There is no doubt that West Bengal Chief Minister Mamata Banerjee has a thing for culture and heritage. Even so, most observers were startled by her plan to move the state secretariat and the chief minister's office out of iconic Writers' Building in the heart of Kolkata, and find new housing for them across the river in Howrah. In the meantime, Writers' Building is to be renovated, possibly for the first time since Independence. Naturally, given the dysfunctional politics of West Bengal, the opposition Communist Party of India (Marxist) has sought to delay this move, demanding a white paper, and plaintively asking "where will people be accommodated?" However, by all accounts, the move will go ahead.

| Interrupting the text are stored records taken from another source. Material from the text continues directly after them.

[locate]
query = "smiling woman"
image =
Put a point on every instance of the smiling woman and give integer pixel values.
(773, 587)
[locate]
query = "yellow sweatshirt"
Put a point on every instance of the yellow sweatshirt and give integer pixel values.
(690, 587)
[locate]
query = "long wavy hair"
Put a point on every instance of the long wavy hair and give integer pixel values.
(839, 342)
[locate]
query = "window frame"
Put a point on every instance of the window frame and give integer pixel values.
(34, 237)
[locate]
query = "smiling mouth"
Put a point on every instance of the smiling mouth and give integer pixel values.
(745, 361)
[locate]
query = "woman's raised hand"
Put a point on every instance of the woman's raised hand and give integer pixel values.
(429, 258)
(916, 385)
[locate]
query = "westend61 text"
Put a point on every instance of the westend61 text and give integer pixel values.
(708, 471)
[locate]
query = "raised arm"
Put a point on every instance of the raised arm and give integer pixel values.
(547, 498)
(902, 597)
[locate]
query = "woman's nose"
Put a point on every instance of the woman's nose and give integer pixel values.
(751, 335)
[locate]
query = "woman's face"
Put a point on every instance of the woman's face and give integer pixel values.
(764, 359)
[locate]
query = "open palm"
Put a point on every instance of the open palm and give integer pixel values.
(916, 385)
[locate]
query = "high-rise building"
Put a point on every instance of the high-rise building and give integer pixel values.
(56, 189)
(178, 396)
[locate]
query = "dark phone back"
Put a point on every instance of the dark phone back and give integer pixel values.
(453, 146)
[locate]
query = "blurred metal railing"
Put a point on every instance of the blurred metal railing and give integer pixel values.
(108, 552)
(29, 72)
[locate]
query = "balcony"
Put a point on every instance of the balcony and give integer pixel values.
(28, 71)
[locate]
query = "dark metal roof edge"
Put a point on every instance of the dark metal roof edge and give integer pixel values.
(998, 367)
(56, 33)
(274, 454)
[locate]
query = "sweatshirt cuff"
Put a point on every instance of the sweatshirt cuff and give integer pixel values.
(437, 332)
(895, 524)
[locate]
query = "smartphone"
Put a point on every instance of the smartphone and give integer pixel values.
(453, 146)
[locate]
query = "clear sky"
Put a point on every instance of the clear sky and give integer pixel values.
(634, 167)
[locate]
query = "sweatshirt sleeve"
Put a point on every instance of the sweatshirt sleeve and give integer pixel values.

There is no doubt that Writers' Building, like much of central Kolkata, is in dire need of repair, renovation and restoration. The building - the first home of the Indian civil servant, set up in the eighteenth century as a training ground and office for junior clerks of the East India Company, colloquially called "writers" - became the centre of administration in the 1880s, and acquired its familiar façade, a blend of Victorian Gothic and the neoclassical fussiness typical of imperial Calcutta at that time. Like many other buildings of the historic heart of the Raj's first city, however, the years since Independence have not been kind. It now contains many more people than it was designed for, and certainly many more files and much more furniture - perhaps stressing out load-bearing walls. The danger of poor repair to century-old buildings was brought home strongly to Kolkatans when the top floors of equally iconic Queen's Mansions in Park Street went up in flames, caused by faulty, haphazard wiring. However, most of these heritage buildings have disputed or unknown ownership; others suffer from rent control, and the inability of owners to raise enough money against their revenues to repair the structures. If Ms Banerjee recognises that Writers' is in trouble, she should also allow rental and property regulations to be altered so the rest of historic Kolkata can be saved.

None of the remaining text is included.